CHEMIN DE SAINTETÉ

adveniat regnum tuum

LA MONTÉE DU CARMEL
 

LIVRE DEUXIÈME

CHAPITRES  23 - 24

CHAPITRE XXIII  
 
 

OÙ L'ON TRAITE DES RÉVÉLATIONS. ON DIT CE QU'ELLES SONT ET ON EXPOSE UNE DISTIN-CTION.  
 
 

 L'ordre que nous suivons nous amène à parler maintenant de la seconde sorte de connaissances spirituelles que nous avons appelées déjà révélations, et dont quelques-unes appartiennent proprement à l'esprit de prophétie.

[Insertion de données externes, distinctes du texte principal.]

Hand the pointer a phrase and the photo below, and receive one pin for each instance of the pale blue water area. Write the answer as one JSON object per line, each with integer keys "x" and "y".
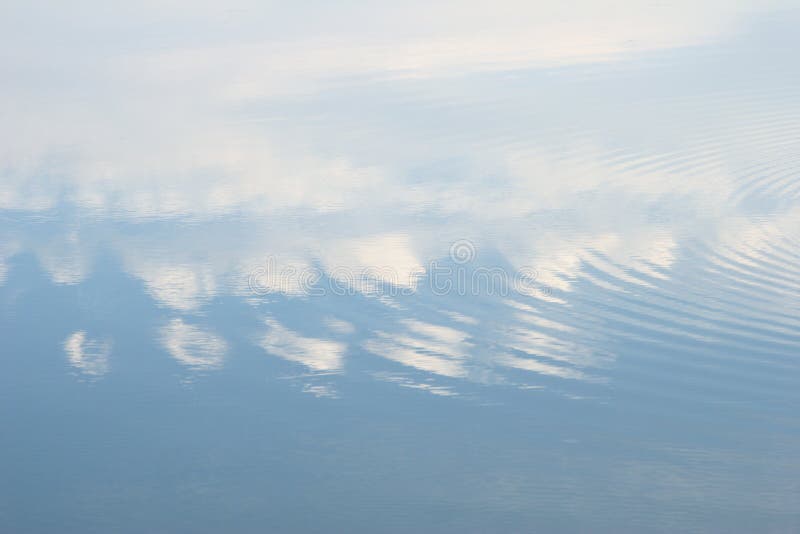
{"x": 353, "y": 267}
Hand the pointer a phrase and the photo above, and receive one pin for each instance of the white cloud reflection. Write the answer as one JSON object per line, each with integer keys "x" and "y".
{"x": 576, "y": 139}
{"x": 86, "y": 355}
{"x": 318, "y": 355}
{"x": 193, "y": 347}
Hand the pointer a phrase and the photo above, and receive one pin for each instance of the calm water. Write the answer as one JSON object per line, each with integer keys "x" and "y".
{"x": 425, "y": 268}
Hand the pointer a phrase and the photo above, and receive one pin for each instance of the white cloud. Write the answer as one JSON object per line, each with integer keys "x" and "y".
{"x": 193, "y": 347}
{"x": 86, "y": 355}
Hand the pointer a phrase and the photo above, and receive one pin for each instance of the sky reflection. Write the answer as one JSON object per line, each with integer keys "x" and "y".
{"x": 347, "y": 236}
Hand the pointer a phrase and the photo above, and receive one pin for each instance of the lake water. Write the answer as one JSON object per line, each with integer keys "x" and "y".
{"x": 350, "y": 267}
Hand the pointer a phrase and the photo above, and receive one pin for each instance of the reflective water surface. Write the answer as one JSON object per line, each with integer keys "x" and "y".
{"x": 334, "y": 267}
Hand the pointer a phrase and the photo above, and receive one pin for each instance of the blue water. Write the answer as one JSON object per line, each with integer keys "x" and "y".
{"x": 422, "y": 268}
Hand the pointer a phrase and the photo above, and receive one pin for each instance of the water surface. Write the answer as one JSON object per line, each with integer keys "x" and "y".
{"x": 438, "y": 268}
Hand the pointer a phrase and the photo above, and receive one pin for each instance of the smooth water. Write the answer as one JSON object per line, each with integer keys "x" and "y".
{"x": 354, "y": 267}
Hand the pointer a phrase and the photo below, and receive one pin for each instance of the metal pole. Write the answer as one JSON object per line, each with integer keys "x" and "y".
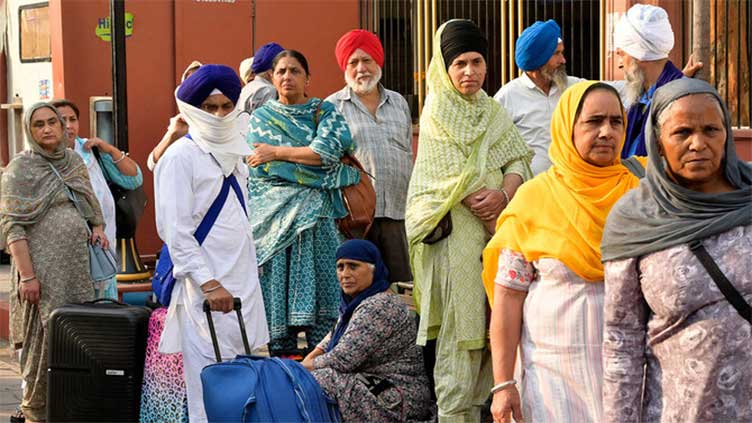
{"x": 700, "y": 37}
{"x": 119, "y": 85}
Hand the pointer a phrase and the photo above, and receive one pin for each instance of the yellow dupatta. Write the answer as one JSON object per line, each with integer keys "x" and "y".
{"x": 561, "y": 213}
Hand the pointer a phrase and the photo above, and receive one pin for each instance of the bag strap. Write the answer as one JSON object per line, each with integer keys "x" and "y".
{"x": 71, "y": 195}
{"x": 211, "y": 216}
{"x": 732, "y": 295}
{"x": 316, "y": 116}
{"x": 634, "y": 166}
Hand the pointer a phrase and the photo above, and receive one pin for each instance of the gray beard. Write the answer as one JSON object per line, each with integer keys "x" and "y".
{"x": 557, "y": 77}
{"x": 635, "y": 85}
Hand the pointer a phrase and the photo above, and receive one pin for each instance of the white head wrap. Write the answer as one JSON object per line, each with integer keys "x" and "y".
{"x": 219, "y": 136}
{"x": 645, "y": 33}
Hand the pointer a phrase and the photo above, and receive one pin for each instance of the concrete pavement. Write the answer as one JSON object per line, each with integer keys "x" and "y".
{"x": 10, "y": 376}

 Et tout d'abord il faut savoir que la révélation n'est pas autre chose que la découverte de quelque vérité cachée, ou la manifestation de quelque secret ou mystère. Ainsi par exemple, Dieu fait comprendre à l'âme une chose; il lui manifeste une vérité; il lui découvre certaines de ses oeuvres passées, présentes ou futures.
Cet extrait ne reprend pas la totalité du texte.